ACT Research: 2024 could see trucking recovery

ACT Research: 2024 could see trucking recovery

Despite trucking demand remaining weak, ACT Research says imports and international data indicate positive trends in 2024.

While ACT Research notes that trucking demand remains soft overall, the company says rising imports and intermodal trends are key leading indicators of a recovery in trucking this year, according to its latest report. According to ACT, recovering goods demand, inventories, and global ocean shipping disruptions will likely add to U.S. freight movements in 2024 as shippers seek to buffer safety stocks.

“The January surge in rates following the extreme cold mostly reversed quickly as temperatures rose into seasonal market softness, but in late February, seasonally adjusted spot rates were still at six-month highs, excluding the cold snap,” shared Tim Denoyer, ACT Research’s vice president and senior analyst. “With January freight volumes slowed by weather, we see signs the next few seasonally soft months could turn above trend as shippers work to make up lost volumes. The truckload CEOs we interviewed at ACT’s seminar on Feb. 21 are seeing volumes improve enough to get more selective on freight mix, but this demand is not finding its way into the spot market yet.”
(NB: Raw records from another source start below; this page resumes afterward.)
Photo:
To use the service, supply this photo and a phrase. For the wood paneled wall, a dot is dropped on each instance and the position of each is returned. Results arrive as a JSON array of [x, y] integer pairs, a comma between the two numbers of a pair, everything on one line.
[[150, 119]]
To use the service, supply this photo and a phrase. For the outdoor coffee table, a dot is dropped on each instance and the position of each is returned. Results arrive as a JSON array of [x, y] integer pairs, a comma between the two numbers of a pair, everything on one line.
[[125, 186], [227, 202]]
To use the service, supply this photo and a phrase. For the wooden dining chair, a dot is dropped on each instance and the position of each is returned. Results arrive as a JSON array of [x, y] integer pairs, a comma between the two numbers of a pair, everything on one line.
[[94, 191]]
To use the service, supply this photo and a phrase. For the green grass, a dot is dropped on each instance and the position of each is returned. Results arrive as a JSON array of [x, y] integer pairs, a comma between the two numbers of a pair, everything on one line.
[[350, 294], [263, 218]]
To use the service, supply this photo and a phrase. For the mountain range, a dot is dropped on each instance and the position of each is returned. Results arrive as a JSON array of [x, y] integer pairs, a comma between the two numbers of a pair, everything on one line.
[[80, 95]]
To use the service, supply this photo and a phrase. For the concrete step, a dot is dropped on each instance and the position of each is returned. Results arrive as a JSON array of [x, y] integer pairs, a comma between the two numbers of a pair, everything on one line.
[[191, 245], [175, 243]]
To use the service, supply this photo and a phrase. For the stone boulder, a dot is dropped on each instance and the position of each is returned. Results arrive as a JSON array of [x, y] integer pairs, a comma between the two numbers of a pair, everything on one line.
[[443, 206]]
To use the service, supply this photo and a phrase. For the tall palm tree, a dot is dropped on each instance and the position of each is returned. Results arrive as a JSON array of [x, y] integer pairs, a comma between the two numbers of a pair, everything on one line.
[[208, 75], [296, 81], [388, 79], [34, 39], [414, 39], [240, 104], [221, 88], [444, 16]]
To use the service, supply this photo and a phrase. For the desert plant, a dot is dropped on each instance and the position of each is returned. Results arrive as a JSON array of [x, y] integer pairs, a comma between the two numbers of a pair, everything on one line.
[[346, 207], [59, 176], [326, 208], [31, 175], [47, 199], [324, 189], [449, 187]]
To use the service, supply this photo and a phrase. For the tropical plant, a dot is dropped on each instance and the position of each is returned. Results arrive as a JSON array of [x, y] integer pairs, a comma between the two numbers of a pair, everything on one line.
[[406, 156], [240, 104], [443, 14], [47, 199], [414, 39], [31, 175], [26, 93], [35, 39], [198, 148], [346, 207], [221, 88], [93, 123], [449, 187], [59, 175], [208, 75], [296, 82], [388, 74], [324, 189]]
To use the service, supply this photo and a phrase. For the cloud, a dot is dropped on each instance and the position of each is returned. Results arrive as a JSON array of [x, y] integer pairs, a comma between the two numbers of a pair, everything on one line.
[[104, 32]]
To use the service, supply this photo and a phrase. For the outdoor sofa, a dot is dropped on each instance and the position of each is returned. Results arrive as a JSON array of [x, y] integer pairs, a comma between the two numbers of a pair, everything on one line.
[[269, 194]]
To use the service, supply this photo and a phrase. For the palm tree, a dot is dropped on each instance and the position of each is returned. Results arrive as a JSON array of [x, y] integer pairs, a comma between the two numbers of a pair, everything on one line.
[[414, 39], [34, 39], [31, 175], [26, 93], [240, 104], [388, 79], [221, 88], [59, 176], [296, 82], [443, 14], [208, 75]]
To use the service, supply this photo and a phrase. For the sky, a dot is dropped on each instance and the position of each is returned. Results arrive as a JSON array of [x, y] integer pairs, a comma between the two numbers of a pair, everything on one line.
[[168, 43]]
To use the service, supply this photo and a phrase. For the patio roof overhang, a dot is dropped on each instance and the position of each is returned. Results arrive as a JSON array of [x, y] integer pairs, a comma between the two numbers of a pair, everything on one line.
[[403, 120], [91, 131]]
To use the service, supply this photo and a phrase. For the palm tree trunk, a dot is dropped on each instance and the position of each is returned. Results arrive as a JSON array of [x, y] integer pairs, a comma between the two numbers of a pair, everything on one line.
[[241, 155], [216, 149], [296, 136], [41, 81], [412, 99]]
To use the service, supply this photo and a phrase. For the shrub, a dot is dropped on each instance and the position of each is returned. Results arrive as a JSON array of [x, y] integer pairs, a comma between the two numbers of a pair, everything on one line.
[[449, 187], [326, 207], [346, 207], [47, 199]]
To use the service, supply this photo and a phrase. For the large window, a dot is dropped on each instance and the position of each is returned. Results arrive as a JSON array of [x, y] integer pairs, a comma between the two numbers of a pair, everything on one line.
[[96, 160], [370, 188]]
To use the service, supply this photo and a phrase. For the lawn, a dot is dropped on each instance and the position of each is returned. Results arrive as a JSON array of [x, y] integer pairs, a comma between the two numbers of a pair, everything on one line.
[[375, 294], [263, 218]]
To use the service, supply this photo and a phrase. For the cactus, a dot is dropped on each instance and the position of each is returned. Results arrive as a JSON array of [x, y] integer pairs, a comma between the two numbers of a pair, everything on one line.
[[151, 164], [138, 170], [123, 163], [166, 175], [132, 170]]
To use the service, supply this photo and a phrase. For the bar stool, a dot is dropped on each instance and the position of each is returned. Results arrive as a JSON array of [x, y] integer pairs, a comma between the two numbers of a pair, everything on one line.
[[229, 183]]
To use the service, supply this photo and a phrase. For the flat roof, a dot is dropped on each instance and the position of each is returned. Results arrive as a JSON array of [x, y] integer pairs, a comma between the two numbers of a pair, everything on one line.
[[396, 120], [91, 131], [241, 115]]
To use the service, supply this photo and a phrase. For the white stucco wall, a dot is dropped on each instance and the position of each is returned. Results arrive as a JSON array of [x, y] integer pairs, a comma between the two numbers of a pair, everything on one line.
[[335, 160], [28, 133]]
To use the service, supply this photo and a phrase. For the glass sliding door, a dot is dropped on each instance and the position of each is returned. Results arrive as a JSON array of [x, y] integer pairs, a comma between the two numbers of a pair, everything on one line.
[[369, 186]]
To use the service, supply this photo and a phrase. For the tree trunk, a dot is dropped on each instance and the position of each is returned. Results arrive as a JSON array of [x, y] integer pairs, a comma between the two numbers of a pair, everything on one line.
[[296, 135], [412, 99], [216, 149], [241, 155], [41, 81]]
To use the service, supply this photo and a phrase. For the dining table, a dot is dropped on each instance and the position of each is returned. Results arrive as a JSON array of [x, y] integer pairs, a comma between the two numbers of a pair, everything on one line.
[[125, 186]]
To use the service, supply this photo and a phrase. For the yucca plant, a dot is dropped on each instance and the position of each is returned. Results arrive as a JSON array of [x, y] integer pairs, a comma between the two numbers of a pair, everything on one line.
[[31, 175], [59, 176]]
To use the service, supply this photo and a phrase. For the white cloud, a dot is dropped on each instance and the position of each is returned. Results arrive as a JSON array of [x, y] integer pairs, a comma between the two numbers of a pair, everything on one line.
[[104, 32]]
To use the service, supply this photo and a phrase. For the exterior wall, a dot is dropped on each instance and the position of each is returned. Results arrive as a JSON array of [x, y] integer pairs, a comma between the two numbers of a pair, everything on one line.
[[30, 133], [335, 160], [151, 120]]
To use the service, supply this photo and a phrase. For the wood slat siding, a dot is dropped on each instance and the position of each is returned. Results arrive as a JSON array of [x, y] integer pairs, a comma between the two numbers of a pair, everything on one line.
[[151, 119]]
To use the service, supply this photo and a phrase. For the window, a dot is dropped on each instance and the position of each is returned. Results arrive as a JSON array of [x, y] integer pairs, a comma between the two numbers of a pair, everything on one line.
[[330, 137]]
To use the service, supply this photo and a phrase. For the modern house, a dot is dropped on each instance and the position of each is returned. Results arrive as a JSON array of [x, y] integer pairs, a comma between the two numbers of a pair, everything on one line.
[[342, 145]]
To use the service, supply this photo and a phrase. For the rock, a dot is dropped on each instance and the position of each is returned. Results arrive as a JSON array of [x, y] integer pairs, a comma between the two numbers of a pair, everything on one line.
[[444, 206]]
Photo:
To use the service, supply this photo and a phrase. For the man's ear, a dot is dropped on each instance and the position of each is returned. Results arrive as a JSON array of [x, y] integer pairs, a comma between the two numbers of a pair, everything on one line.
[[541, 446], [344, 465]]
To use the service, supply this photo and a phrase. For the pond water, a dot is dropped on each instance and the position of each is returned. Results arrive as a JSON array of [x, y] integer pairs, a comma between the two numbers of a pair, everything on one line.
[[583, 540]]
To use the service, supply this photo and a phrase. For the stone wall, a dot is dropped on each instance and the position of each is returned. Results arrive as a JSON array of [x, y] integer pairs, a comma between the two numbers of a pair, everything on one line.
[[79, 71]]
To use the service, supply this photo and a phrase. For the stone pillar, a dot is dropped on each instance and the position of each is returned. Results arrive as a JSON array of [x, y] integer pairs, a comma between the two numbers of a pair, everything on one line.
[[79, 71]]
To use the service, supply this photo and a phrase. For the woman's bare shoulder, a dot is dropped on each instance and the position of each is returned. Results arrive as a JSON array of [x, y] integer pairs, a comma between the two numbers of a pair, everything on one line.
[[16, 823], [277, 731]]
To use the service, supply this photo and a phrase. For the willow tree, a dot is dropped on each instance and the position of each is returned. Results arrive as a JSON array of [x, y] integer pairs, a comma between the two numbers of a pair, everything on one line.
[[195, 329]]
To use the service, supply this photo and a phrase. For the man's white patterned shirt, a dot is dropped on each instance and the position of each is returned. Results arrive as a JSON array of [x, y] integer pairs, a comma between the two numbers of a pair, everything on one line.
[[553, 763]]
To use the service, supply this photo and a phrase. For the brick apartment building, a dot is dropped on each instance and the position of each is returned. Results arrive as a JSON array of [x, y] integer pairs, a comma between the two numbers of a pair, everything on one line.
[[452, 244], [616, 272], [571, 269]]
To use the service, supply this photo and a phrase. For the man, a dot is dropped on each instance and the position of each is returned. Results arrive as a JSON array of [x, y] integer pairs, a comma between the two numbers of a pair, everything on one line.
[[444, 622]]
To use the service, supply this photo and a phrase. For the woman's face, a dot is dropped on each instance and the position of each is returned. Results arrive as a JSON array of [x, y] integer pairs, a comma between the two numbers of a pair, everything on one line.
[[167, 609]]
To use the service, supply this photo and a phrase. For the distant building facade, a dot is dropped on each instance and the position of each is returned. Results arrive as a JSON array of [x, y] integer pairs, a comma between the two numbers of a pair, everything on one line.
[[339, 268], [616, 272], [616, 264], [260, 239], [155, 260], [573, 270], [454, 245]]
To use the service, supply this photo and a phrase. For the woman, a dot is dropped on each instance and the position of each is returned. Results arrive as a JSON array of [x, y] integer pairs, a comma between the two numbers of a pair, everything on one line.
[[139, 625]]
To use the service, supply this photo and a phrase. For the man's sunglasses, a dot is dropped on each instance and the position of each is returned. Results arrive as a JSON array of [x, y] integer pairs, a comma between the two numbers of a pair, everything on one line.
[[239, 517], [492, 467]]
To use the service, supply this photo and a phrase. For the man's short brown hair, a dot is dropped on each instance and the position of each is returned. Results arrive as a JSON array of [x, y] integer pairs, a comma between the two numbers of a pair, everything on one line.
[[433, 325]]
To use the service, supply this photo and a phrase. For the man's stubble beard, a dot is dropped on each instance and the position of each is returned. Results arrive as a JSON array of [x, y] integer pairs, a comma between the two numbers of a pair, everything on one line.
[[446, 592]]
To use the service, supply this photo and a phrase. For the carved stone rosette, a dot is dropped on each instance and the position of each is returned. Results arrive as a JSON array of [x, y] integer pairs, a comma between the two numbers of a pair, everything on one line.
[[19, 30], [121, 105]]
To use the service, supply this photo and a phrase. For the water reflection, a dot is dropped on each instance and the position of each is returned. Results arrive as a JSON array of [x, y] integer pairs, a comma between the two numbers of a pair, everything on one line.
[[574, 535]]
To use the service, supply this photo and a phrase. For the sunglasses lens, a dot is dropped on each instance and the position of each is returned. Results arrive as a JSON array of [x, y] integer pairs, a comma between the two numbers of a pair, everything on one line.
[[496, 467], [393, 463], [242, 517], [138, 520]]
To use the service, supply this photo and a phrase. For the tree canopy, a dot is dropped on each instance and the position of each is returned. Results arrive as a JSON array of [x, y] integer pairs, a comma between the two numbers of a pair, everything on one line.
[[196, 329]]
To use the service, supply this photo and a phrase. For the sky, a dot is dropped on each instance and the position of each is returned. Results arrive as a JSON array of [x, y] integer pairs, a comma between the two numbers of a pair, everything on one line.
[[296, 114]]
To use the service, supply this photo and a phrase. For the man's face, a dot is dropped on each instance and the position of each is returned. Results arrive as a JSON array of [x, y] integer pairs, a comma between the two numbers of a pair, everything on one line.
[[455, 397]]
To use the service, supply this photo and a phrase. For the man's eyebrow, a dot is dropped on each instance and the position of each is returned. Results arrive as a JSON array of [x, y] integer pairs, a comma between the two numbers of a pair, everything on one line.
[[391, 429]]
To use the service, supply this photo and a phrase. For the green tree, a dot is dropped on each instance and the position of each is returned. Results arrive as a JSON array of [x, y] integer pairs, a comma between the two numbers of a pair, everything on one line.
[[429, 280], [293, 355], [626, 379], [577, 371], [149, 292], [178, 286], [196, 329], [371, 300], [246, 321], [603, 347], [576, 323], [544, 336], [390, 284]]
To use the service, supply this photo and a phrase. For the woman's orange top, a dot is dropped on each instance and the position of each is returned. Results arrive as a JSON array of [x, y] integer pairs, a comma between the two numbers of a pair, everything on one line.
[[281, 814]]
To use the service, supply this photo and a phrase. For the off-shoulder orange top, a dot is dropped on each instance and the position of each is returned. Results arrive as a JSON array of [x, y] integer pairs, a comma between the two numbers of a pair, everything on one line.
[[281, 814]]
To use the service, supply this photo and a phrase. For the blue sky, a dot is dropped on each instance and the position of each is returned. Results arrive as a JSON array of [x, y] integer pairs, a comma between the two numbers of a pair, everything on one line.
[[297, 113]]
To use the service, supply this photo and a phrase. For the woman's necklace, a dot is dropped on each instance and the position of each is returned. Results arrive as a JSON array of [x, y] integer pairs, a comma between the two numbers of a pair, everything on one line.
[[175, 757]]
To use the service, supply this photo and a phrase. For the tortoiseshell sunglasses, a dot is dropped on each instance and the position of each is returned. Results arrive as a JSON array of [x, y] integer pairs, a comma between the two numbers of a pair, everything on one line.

ACT says the leading indicators of a change in the cycle’s trajectory include strong intermodal and import trends, which suggest the inventory cycle is turning. However, the company notes that the freight market remains loose, and while the cold was impactful, it was brief. ACT believes the improvement in driver availability at the medium and large fleets in ACT’s for-hire survey was partly due to further exodus of owner-operator capacity.

ACT-Research-Cass-TL-LTL-mode-mix-DAT-spot-rises-Jan-24

“For-hire capacity continues to tighten at the margin and fleet capex budgets are sharply lower for 2024. There are certainly pockets of strength, such as in LTL, where capacity additions are likely, but the message of capital discipline from the industry suggests tighter supply this year, as demand begins to recover. The modal mix shifts in the Cass data suggest the cycle is through the worst, but not out of the woods quite yet,” Denoyer concluded.